崔吉城との対話

日々考えていること、感じていることを書きます。

マテオリッチ

2009年11月20日 05時24分43秒 | エッセイ
 元同僚であって有名な地理学者の川村博忠氏が訪ねてきた。彼は1935年朝鮮京城に生まれ、広島大学文学部史学科地理学卒業、山口大学の教授、東亜大学教授を歴任した人である。彼は戦前戦後の朝鮮と引き上げの時の話をしてくれる。昨日の話では彼が先日韓国人旧友の二人を案内したのに一人は慶北大学名誉教授であり、拙著の読者でもあったという。
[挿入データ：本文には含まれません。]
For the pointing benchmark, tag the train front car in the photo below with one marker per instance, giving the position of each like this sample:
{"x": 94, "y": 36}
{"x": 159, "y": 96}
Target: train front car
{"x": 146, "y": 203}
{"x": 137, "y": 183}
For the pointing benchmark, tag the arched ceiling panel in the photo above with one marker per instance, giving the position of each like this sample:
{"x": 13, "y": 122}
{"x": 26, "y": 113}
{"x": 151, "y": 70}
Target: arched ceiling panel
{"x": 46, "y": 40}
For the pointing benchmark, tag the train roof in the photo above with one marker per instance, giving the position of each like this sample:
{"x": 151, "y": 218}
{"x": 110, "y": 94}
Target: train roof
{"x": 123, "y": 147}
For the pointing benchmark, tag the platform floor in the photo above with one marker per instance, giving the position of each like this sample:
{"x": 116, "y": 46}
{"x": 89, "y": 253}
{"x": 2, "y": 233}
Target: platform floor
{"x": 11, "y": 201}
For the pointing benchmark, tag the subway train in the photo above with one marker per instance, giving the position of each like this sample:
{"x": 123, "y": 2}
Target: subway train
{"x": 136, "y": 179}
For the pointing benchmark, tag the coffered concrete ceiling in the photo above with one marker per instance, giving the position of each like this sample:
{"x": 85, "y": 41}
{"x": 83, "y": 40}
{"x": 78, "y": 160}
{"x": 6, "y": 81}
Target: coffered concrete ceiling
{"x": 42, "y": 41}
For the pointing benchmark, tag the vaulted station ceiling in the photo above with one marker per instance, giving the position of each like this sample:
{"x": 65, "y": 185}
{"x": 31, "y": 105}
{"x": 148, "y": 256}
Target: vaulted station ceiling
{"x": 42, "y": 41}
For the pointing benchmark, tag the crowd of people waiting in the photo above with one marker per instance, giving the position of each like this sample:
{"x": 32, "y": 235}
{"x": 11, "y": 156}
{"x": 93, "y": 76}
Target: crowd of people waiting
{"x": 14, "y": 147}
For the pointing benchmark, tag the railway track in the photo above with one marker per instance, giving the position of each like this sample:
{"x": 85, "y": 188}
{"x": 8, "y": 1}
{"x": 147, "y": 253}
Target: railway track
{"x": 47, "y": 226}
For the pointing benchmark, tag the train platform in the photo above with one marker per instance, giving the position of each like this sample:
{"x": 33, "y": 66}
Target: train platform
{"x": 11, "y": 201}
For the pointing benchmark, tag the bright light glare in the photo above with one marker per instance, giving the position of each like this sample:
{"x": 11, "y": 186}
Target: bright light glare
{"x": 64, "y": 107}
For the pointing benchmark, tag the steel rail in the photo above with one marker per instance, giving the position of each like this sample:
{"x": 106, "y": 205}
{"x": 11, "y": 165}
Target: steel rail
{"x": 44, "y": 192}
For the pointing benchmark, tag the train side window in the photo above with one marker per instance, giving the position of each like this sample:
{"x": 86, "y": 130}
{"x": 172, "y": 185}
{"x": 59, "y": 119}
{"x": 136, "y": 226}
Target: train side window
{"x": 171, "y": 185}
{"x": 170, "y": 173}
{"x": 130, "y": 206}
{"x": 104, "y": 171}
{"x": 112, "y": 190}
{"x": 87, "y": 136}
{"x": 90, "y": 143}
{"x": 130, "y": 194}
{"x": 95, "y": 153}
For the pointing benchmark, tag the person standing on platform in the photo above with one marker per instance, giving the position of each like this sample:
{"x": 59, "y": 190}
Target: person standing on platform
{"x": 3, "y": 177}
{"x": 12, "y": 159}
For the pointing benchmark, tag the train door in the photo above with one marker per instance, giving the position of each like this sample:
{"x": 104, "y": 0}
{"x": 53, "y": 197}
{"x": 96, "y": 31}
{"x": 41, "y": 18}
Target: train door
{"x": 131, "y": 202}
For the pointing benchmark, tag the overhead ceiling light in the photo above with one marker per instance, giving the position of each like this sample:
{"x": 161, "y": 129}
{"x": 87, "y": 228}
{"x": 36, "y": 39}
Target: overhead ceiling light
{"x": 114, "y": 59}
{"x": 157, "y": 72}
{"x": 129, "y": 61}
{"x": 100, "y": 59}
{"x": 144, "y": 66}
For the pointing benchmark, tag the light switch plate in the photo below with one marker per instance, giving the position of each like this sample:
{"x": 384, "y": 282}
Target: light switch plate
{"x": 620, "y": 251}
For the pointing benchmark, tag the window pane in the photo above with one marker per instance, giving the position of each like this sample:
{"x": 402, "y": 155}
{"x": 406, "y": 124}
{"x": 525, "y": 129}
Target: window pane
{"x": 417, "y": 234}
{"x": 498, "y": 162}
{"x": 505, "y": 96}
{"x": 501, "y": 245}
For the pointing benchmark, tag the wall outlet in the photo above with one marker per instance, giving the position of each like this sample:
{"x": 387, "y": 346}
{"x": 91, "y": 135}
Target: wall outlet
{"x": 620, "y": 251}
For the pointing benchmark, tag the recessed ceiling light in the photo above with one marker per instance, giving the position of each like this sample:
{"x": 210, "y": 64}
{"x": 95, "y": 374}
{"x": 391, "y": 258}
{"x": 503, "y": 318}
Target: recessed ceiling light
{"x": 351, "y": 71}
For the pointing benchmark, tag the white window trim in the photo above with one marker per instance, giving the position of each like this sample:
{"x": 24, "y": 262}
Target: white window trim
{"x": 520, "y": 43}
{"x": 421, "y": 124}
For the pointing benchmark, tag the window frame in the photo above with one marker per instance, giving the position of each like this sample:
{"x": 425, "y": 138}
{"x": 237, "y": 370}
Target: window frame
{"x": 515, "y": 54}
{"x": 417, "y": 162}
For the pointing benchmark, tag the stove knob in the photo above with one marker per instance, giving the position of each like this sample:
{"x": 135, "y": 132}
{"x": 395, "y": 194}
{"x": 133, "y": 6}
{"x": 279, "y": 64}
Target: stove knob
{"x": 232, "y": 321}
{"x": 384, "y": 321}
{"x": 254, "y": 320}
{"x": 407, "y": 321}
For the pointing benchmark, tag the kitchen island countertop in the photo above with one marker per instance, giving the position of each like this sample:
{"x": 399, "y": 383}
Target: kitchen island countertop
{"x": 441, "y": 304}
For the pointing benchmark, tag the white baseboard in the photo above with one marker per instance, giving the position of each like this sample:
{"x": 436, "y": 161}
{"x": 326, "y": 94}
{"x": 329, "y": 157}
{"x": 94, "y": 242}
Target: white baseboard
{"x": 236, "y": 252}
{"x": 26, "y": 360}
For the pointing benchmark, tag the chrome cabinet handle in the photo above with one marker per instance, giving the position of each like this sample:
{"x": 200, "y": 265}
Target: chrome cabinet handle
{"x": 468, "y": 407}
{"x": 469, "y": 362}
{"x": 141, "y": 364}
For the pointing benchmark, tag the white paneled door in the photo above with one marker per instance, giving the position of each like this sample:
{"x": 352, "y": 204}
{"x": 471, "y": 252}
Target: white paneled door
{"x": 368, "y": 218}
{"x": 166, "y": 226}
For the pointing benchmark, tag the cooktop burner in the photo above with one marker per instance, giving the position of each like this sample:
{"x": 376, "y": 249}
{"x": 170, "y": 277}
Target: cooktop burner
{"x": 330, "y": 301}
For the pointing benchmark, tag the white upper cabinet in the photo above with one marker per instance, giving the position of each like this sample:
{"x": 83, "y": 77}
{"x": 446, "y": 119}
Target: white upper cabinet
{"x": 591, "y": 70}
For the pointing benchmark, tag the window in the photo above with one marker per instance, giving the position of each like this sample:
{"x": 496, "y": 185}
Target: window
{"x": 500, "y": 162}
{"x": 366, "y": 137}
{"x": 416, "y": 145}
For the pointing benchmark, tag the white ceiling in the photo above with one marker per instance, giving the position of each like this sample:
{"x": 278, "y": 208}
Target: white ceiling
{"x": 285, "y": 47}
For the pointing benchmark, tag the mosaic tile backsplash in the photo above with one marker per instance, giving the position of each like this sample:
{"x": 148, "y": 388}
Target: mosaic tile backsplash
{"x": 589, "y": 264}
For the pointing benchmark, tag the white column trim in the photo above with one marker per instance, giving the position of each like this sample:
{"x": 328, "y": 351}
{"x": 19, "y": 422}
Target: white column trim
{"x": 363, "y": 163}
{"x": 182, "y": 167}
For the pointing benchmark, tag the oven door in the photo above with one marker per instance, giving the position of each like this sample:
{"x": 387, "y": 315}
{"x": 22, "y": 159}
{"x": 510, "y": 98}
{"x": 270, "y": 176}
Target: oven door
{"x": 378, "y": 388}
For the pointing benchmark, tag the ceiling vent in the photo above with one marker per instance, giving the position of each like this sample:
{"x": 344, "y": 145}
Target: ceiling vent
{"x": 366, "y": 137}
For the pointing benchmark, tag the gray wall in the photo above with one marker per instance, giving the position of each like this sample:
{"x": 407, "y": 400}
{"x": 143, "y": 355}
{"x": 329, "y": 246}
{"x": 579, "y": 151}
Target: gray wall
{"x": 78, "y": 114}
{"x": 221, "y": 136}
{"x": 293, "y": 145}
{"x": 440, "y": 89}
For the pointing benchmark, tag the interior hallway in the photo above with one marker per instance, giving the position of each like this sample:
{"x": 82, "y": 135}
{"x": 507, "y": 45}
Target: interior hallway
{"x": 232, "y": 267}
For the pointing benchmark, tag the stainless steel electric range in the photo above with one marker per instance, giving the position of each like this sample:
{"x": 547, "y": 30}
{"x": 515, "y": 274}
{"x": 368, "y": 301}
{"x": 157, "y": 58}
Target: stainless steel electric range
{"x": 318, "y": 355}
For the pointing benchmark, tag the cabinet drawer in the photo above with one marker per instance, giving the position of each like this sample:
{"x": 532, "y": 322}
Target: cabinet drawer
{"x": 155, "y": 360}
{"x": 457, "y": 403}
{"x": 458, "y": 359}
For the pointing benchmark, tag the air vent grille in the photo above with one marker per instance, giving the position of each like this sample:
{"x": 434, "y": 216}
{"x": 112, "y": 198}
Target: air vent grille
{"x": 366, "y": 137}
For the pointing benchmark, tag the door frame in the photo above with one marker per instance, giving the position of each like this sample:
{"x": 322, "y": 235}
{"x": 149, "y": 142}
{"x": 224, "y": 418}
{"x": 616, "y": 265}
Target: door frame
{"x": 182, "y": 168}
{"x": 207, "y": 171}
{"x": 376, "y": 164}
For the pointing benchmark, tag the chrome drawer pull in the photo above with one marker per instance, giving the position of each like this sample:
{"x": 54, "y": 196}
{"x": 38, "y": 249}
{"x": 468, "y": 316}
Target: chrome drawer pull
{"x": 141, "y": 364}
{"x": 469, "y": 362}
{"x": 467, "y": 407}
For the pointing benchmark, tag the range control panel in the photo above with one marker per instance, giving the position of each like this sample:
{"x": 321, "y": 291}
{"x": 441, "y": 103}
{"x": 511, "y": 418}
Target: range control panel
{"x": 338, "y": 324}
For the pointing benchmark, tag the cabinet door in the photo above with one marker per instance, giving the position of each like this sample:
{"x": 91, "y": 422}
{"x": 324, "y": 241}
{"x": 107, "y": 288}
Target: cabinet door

昨日は1602年マテオリッチ作「坤與万国全図」に関する元ソウル大学教授の李燦氏著の本を持って来られた。その地図は韓国に1本、日本に2本と筆記本が30ほど残っているという。大阪の「北村所蔵本」を先日直接見ることができたという。鎖国時代において世界に関して日本人は関心が高かったといえる。地図には魚などの絵を描き入れてある。日本人の記録と保存の優れていたことを意味する。
 私の関心はその作者であるイタリア人のマテオリッチである。彼はカトリックの宣教師でもある、彼は北京に長く住んでおり、朝鮮から彼を訪ねた学者を通して韓国にカトリックが伝道されるようになったことである。私が1980年代書いた『韓国の祖先崇拝』で1780年代にカトリック信者たちの殉教について触れたこともあって、だんだん話が盛り上がった。マテオリッチは中国で中国式の名前(利瑪竇)や服装までしていながらキリスト教の神を中国語で「天主」「上帝」と訳した『天主実義』は有名であり、私は高校時代に歴史の教科書で習ったことを思い出した。川村氏によると西洋の宣教師は日本に来ては日本を蔑視したので日本式の名前を作らなかったという。しかし朝鮮に来た宣教師たちは朝鮮式の名前を作るのが一般的であるので私はその事情が分からなかった。本当に楽しい勉強会のような時間であった。